In short, this record provides no evidence that Culverson is not suitable for immediate release. In concluding to the contrary the state court relied on an unreasonable determination of the facts surrounding Culversoris offense and present position. Because we owe such a conclusion no deference under § 2254(d)(2), I would therefore affirm the district court’s judgment. 
      
       This disposition is not appropriate for publication and is not precedent except as provided by 9th Cir. R. 36-3.
     
      
      . Superintendent v. Hill, 472 U.S. 445, 456-57, 105 S.Ct. 2768 (1985); see also Jancsek v. Oregon Bd. of Parole, 833 F.2d 1389, 1390 (9th Cir.1987).
     
      
      . See Greenholtz v.

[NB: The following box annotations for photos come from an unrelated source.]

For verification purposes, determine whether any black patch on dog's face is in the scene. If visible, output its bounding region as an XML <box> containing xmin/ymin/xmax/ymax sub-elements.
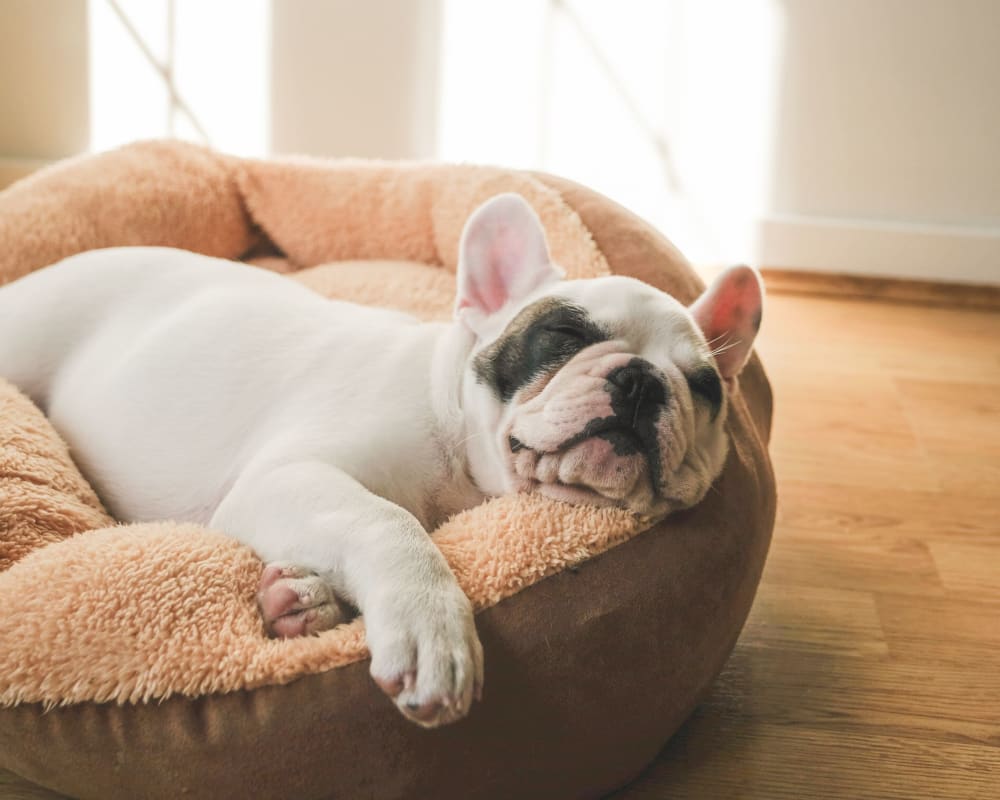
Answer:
<box><xmin>684</xmin><ymin>364</ymin><xmax>722</xmax><ymax>421</ymax></box>
<box><xmin>473</xmin><ymin>297</ymin><xmax>609</xmax><ymax>403</ymax></box>
<box><xmin>563</xmin><ymin>358</ymin><xmax>670</xmax><ymax>490</ymax></box>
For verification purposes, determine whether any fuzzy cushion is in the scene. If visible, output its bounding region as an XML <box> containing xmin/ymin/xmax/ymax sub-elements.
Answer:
<box><xmin>0</xmin><ymin>143</ymin><xmax>774</xmax><ymax>797</ymax></box>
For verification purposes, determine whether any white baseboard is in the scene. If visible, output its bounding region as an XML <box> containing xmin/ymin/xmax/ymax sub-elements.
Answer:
<box><xmin>758</xmin><ymin>216</ymin><xmax>1000</xmax><ymax>286</ymax></box>
<box><xmin>0</xmin><ymin>156</ymin><xmax>52</xmax><ymax>189</ymax></box>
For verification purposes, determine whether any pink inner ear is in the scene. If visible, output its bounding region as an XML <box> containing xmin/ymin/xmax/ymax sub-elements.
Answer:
<box><xmin>476</xmin><ymin>226</ymin><xmax>531</xmax><ymax>314</ymax></box>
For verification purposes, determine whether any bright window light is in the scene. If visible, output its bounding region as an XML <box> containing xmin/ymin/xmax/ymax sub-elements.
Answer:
<box><xmin>89</xmin><ymin>0</ymin><xmax>270</xmax><ymax>156</ymax></box>
<box><xmin>438</xmin><ymin>0</ymin><xmax>781</xmax><ymax>263</ymax></box>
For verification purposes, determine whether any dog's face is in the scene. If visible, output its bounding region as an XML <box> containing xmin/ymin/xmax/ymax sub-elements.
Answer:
<box><xmin>456</xmin><ymin>195</ymin><xmax>761</xmax><ymax>516</ymax></box>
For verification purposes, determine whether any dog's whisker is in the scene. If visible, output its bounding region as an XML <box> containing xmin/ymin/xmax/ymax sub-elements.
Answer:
<box><xmin>711</xmin><ymin>339</ymin><xmax>743</xmax><ymax>358</ymax></box>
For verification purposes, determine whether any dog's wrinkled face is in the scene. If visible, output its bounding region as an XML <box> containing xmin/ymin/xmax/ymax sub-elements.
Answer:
<box><xmin>457</xmin><ymin>195</ymin><xmax>761</xmax><ymax>516</ymax></box>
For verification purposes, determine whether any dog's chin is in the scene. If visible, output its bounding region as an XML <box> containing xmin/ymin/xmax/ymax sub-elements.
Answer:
<box><xmin>513</xmin><ymin>436</ymin><xmax>659</xmax><ymax>514</ymax></box>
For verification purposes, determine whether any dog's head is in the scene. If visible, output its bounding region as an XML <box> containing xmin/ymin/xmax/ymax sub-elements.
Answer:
<box><xmin>456</xmin><ymin>194</ymin><xmax>762</xmax><ymax>516</ymax></box>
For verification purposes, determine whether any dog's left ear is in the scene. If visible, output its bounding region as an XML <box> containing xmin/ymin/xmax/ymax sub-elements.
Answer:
<box><xmin>455</xmin><ymin>193</ymin><xmax>563</xmax><ymax>335</ymax></box>
<box><xmin>691</xmin><ymin>265</ymin><xmax>764</xmax><ymax>383</ymax></box>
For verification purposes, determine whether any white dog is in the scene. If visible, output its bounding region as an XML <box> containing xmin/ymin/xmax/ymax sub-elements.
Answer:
<box><xmin>0</xmin><ymin>195</ymin><xmax>761</xmax><ymax>726</ymax></box>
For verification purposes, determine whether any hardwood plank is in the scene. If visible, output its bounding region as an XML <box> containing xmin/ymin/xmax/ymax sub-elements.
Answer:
<box><xmin>761</xmin><ymin>267</ymin><xmax>1000</xmax><ymax>311</ymax></box>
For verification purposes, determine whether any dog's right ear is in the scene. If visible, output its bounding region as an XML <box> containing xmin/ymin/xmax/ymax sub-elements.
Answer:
<box><xmin>455</xmin><ymin>193</ymin><xmax>563</xmax><ymax>336</ymax></box>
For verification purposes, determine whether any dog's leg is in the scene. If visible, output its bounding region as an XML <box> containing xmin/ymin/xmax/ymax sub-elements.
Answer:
<box><xmin>212</xmin><ymin>461</ymin><xmax>483</xmax><ymax>727</ymax></box>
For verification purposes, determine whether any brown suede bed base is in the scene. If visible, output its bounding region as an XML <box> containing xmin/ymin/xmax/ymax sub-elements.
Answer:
<box><xmin>0</xmin><ymin>153</ymin><xmax>775</xmax><ymax>798</ymax></box>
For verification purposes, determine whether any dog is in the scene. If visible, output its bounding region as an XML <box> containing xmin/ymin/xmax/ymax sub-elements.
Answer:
<box><xmin>0</xmin><ymin>194</ymin><xmax>762</xmax><ymax>727</ymax></box>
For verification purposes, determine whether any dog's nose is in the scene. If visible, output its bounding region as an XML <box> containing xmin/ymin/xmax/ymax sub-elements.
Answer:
<box><xmin>607</xmin><ymin>361</ymin><xmax>666</xmax><ymax>427</ymax></box>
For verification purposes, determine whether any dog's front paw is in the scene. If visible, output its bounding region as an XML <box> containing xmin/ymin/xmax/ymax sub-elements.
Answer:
<box><xmin>257</xmin><ymin>563</ymin><xmax>351</xmax><ymax>639</ymax></box>
<box><xmin>365</xmin><ymin>583</ymin><xmax>483</xmax><ymax>728</ymax></box>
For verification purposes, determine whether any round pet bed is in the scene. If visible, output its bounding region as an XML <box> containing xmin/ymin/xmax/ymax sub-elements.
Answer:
<box><xmin>0</xmin><ymin>142</ymin><xmax>775</xmax><ymax>798</ymax></box>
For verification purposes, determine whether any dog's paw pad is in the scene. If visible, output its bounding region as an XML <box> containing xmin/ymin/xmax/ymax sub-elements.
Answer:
<box><xmin>368</xmin><ymin>587</ymin><xmax>483</xmax><ymax>728</ymax></box>
<box><xmin>257</xmin><ymin>564</ymin><xmax>351</xmax><ymax>639</ymax></box>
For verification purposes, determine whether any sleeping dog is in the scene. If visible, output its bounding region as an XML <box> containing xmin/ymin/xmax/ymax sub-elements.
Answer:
<box><xmin>0</xmin><ymin>194</ymin><xmax>761</xmax><ymax>727</ymax></box>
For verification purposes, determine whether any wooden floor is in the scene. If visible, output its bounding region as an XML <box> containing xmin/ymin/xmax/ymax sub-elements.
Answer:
<box><xmin>616</xmin><ymin>296</ymin><xmax>1000</xmax><ymax>800</ymax></box>
<box><xmin>0</xmin><ymin>296</ymin><xmax>1000</xmax><ymax>800</ymax></box>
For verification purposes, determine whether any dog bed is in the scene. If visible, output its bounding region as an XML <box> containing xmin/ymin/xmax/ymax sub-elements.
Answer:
<box><xmin>0</xmin><ymin>142</ymin><xmax>775</xmax><ymax>798</ymax></box>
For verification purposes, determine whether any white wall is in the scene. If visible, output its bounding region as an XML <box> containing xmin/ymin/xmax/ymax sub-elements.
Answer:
<box><xmin>271</xmin><ymin>0</ymin><xmax>440</xmax><ymax>158</ymax></box>
<box><xmin>0</xmin><ymin>0</ymin><xmax>88</xmax><ymax>187</ymax></box>
<box><xmin>440</xmin><ymin>0</ymin><xmax>1000</xmax><ymax>283</ymax></box>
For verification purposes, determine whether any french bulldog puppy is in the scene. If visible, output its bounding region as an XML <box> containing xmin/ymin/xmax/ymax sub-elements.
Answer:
<box><xmin>0</xmin><ymin>194</ymin><xmax>762</xmax><ymax>727</ymax></box>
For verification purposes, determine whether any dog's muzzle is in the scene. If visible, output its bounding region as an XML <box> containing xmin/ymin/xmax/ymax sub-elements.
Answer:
<box><xmin>507</xmin><ymin>357</ymin><xmax>669</xmax><ymax>508</ymax></box>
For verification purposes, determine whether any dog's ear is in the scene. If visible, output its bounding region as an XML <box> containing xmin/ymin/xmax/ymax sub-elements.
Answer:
<box><xmin>455</xmin><ymin>193</ymin><xmax>563</xmax><ymax>335</ymax></box>
<box><xmin>691</xmin><ymin>265</ymin><xmax>764</xmax><ymax>382</ymax></box>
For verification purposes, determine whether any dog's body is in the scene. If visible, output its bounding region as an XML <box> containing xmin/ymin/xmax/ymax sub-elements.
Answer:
<box><xmin>0</xmin><ymin>196</ymin><xmax>760</xmax><ymax>725</ymax></box>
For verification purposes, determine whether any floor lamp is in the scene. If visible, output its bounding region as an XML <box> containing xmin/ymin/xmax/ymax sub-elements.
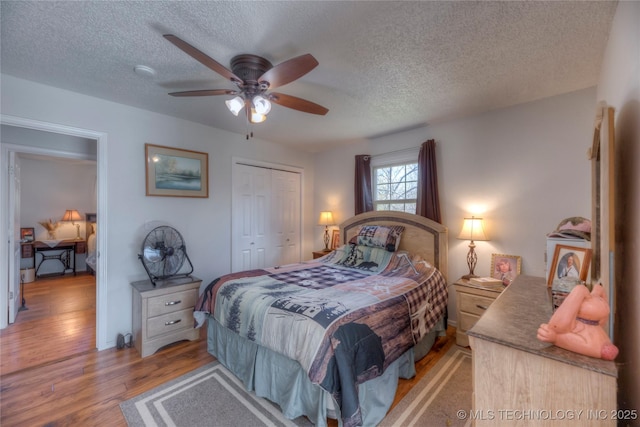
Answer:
<box><xmin>318</xmin><ymin>211</ymin><xmax>334</xmax><ymax>251</ymax></box>
<box><xmin>458</xmin><ymin>216</ymin><xmax>489</xmax><ymax>279</ymax></box>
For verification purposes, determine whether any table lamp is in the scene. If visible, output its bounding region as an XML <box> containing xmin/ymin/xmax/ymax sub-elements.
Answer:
<box><xmin>61</xmin><ymin>209</ymin><xmax>82</xmax><ymax>240</ymax></box>
<box><xmin>458</xmin><ymin>216</ymin><xmax>489</xmax><ymax>279</ymax></box>
<box><xmin>318</xmin><ymin>211</ymin><xmax>334</xmax><ymax>251</ymax></box>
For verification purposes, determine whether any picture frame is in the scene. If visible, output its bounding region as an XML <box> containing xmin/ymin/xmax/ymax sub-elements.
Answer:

Inmates of the Nebraska Penal & Correctional Complex, 442 U.S. 1, 12, 99 S.Ct. 2100, 60 L.Ed.2d 668 (1979); Board of Pardons v. Allen, 482 U.S. 369, 377-78, 107 S.Ct. 2415, 96 L.Ed.2d 303 (1987); see also McQuillion v. Duncan, 306 F.3d 895, 902 (9th Cir.2002).
     
      
      . See Cal. Pen.Code § 3041(b); 15 C.C.R. §§ 2400-02; see also In re Dannenberg, 34 Cal.4th 1061, 1094-96, 23 Cal.Rptr.3d 417, 104 P.3d 783 (2005); In re Rosenkrantz, 29 Cal.4th 616, 682-83, 128 Cal.Rptr.2d 104, 59 P.3d 174 (2002).
     
      
      . 28 U.S.C. § 2254(d).
     
      
      . The dicta in Ninth Circuit cases like Biggs v. Terhune, 334 F.3d 910, 916-17 (9th Cir.2003), are not holdings of the Supreme Court, as required by Carey v. Musladin, 549 U.S. -, 127 S.Ct. 649, 654-57, 166 L.Ed.2d 482 (2006), and Schriro v. Landrigan, - U.S. -, 127 S.Ct. 1933, 1941-43, 167 L.Ed.2d 836 (2007).
     
      
      . Culverson testified at her parole hearing that as a house painter she often worked late at night or early in the morning in vacant houses.